Louis-Ferdinand Céline, in quel suo libro che viene
universalmente riconosciuto come uno dei più grandi romanzi
del Novecento, sostiene che noi esseri umani, per quanto
ci affanniamo rincorrendo ognuno il proprio ideale, la propria
vocazione (ossia quelle cose che tali definiamo), o per quanto stiamo
anche soltanto fermi a non far nulla, non siamo null’altro
che un “ammasso di trippe tiepide e corrotte”

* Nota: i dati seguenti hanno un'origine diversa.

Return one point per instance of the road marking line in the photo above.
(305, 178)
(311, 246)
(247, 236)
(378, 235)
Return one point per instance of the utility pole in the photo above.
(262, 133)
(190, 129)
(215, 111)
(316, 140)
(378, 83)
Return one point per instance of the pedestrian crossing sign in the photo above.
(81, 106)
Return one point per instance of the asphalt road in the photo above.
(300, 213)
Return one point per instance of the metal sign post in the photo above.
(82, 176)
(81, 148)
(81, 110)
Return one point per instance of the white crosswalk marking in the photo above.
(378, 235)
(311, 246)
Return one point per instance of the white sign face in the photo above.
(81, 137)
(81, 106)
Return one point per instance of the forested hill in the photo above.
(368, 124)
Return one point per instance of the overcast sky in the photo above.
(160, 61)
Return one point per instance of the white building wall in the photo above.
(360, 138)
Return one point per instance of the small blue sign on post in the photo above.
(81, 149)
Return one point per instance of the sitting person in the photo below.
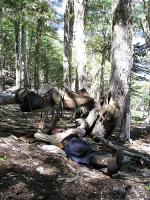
(81, 152)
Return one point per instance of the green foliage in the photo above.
(27, 12)
(147, 187)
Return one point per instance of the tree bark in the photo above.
(37, 53)
(79, 42)
(24, 57)
(2, 78)
(18, 53)
(122, 60)
(68, 38)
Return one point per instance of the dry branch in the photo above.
(58, 137)
(114, 147)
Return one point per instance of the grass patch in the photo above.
(147, 187)
(3, 158)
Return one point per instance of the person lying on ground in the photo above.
(81, 152)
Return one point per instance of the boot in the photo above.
(114, 163)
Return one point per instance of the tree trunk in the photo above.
(79, 42)
(102, 77)
(122, 60)
(68, 37)
(18, 54)
(2, 79)
(24, 57)
(37, 53)
(145, 22)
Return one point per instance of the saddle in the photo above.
(28, 100)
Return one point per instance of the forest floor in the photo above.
(29, 172)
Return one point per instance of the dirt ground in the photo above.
(27, 172)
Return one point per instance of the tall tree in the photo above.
(68, 37)
(17, 27)
(1, 56)
(79, 42)
(122, 60)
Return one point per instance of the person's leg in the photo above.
(111, 163)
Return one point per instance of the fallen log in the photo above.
(7, 98)
(115, 147)
(58, 137)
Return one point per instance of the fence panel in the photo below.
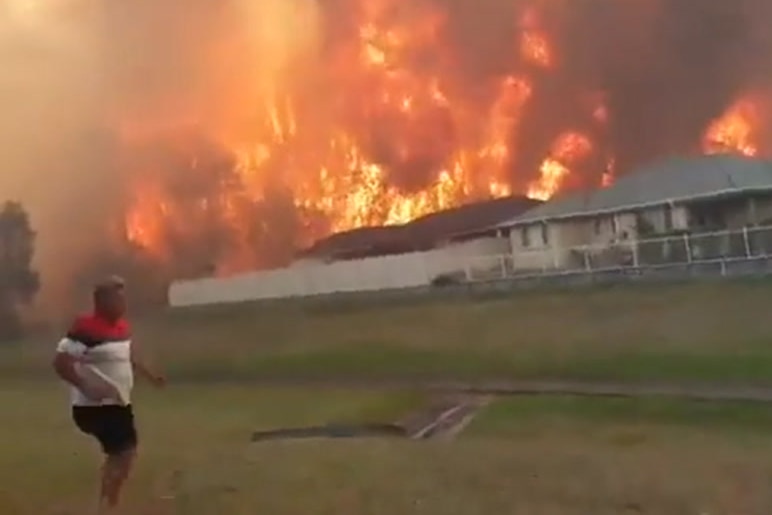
(718, 246)
(740, 252)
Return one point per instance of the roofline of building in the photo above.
(630, 207)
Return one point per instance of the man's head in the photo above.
(110, 298)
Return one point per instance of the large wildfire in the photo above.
(244, 130)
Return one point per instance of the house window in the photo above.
(525, 237)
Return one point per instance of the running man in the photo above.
(101, 340)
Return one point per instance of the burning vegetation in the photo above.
(241, 131)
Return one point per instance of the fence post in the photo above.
(636, 262)
(688, 246)
(747, 242)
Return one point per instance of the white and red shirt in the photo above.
(104, 345)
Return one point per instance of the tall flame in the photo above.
(735, 130)
(380, 132)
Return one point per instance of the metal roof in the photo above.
(670, 181)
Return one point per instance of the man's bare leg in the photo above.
(115, 470)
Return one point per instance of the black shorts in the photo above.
(112, 426)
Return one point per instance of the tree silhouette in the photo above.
(18, 281)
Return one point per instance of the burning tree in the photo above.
(18, 281)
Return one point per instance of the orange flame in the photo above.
(385, 133)
(568, 149)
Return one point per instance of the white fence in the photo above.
(440, 266)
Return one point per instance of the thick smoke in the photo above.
(97, 95)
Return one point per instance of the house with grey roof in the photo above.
(675, 196)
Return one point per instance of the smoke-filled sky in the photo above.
(101, 100)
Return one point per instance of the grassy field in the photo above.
(560, 456)
(557, 456)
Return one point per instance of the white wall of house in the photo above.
(309, 278)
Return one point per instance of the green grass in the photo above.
(47, 463)
(548, 455)
(523, 416)
(545, 455)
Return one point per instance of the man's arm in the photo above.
(64, 366)
(68, 354)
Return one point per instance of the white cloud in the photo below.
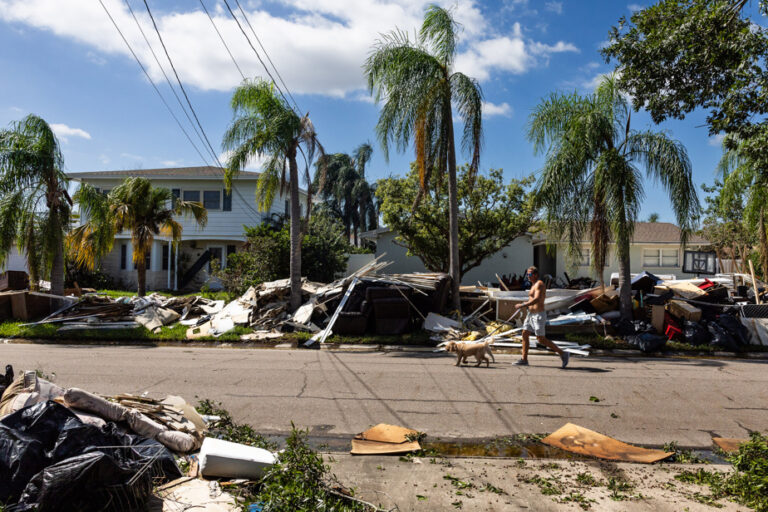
(717, 140)
(496, 109)
(318, 46)
(556, 7)
(64, 132)
(512, 54)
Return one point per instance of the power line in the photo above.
(162, 70)
(267, 54)
(181, 86)
(162, 98)
(222, 39)
(257, 53)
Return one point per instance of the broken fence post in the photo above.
(322, 335)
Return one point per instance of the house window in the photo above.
(123, 256)
(166, 255)
(216, 254)
(192, 195)
(584, 259)
(212, 199)
(660, 257)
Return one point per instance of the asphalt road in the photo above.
(339, 393)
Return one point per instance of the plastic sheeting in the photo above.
(51, 461)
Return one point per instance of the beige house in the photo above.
(221, 237)
(655, 248)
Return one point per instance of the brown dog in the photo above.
(481, 351)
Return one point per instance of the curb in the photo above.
(353, 347)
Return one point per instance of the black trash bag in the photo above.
(52, 461)
(647, 342)
(721, 338)
(735, 328)
(696, 334)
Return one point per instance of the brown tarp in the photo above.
(574, 438)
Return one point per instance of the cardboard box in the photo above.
(684, 310)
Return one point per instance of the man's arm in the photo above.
(536, 295)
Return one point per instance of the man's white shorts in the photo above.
(536, 323)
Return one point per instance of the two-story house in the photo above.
(222, 236)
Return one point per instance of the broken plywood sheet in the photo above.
(728, 444)
(576, 439)
(439, 323)
(387, 434)
(363, 447)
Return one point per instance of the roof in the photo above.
(651, 233)
(205, 172)
(662, 232)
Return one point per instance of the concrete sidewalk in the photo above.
(643, 401)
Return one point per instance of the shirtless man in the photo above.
(537, 319)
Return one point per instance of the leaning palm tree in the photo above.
(419, 88)
(743, 174)
(134, 205)
(35, 207)
(266, 126)
(591, 184)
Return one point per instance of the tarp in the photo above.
(51, 461)
(574, 438)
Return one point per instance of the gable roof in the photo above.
(204, 172)
(662, 232)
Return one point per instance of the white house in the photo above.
(222, 236)
(655, 248)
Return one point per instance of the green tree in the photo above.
(265, 126)
(324, 254)
(724, 227)
(134, 205)
(591, 184)
(678, 55)
(491, 215)
(346, 193)
(747, 177)
(35, 207)
(419, 89)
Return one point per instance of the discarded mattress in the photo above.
(232, 460)
(583, 441)
(52, 461)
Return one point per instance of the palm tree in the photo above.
(266, 126)
(346, 193)
(419, 89)
(35, 207)
(133, 205)
(591, 182)
(744, 174)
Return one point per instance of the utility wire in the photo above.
(181, 86)
(267, 54)
(257, 54)
(222, 39)
(162, 69)
(162, 98)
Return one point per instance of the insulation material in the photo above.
(583, 441)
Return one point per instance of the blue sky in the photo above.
(63, 60)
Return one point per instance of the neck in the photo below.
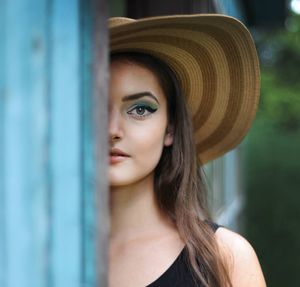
(134, 212)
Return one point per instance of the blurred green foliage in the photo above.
(273, 158)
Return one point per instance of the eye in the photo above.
(141, 111)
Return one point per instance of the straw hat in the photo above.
(215, 61)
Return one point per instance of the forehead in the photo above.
(127, 77)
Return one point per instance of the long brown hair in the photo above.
(178, 180)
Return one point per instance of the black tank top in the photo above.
(179, 274)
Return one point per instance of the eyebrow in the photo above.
(139, 95)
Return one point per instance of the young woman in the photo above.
(183, 91)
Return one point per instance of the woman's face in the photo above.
(137, 123)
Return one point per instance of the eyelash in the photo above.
(144, 107)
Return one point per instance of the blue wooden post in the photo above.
(53, 143)
(2, 95)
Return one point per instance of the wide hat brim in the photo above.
(215, 61)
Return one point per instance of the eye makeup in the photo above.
(141, 110)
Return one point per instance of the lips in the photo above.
(117, 152)
(117, 155)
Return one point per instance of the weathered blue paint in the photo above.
(49, 152)
(65, 149)
(89, 171)
(2, 102)
(25, 160)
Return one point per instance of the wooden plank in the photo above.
(2, 102)
(25, 132)
(95, 80)
(65, 144)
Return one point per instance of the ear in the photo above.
(169, 136)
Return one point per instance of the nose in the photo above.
(115, 127)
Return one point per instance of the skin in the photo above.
(143, 241)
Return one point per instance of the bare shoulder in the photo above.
(242, 260)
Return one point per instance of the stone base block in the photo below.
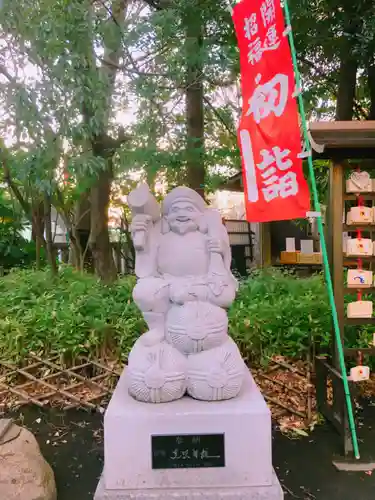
(129, 426)
(272, 492)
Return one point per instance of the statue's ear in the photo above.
(164, 226)
(202, 224)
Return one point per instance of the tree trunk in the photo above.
(37, 231)
(371, 87)
(99, 236)
(347, 87)
(49, 238)
(347, 74)
(194, 100)
(82, 221)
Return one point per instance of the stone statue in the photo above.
(184, 286)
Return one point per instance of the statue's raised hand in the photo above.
(215, 245)
(140, 222)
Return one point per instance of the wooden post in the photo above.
(265, 242)
(337, 259)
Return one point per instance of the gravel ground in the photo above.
(72, 442)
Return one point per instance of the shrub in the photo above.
(73, 314)
(275, 313)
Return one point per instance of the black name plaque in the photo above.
(188, 451)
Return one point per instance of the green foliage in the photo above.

(Céline, 1992), materia organica il cui scopo più
intimo è dimostrare il marcio, normalizzare una teratologia
fatta teoria generalizzata del sociale, insomma. Charles Bukowski, che
a Céline riconosce un debito umano e letterario, nella
sbornia infinita e reiterata che è la sua produzione
narrativa sembra adeguarsi costantemente all’adagio del
francese. Tra i suoi tanti racconti, fotogrammi del film di un continuo
declino urbano, declino costante dell’Occidente
più genuino, Bukowski non manca di insistere in
continuazione sulla corruzione delle nostre trippe, rilanciando
però in prima persona con le suppurazioni dei suoi stessi
umori fradici e prendendo perciò la situazione di petto,
senza perdersi nelle chiacchiere o nelle mansuete pratiche
dell’obbedienza. Le trippe, già corrotte di loro,
che lo siano ancora di più. Tanto adeguarsi al mondo non
è che questo, prendere coscienza della corruzione e
corrompersi in prima persona; perché, altrimenti, starsene
buoni a far finta di niente, rimpolpando le schiere di chi non accetta
la sua natura nel vano tentativo di lustrarsi l’anima,
è impresa inutile o quantomeno noiosa.
Così
in Animali in libertà, uno dei racconti
che popolano la raccolta del 1967 di Storie di ordinaria
follia (Bukowski, 1996), in cui la corruzione tocca il
parossismo (in Bukowski solo uno dei tanti momenti in cui
ciò accade, a dire il vero); e non tanto perché
avvenga chissà quale esplosione orgiastica e alcolica di
umori umidicci e sfregamenti pubici, quanto perché gli
uomini, quelli che stanno tutt’intorno al solito protagonista
beone e scriteriato, restano costantemente altri indeterminati:
“loro”. E il mondo, che a questi uomini appartiene,
è anch’esso altro, chiuso fuori
dall’unica anima buona (forse come la parte caritatevole
della Lola di Bardamu nel romanzo di Céline), per quanto
bizzarra, che accoglierà l’uomo dedito
all’annichilamento, che vorrà caricarsi sul
garrese l’impudicizia vuota e perduta degli altri, di
“loro”, per riuscire a passare oltre.
Ero reduce da una lunga catena di sbornie, durante la quale m’ero giocato l’impiego, la camera d’affitto e (forse) il cervello. Quella notte dormii in un vicolo. Mi svegliai col sole, vomitai, attesi cinque minuti, poi scolai quel che restava d’una bottiglia di vino che m’era rimasta accanto. Mi misi a camminare per le strade della città, senza meta. Quando camminavo, mi pareva di riuscir ad afferrare parte del significato delle cose. Naturalmente, non era così. Ma non è che a star fermo andasse meglio (ibidem).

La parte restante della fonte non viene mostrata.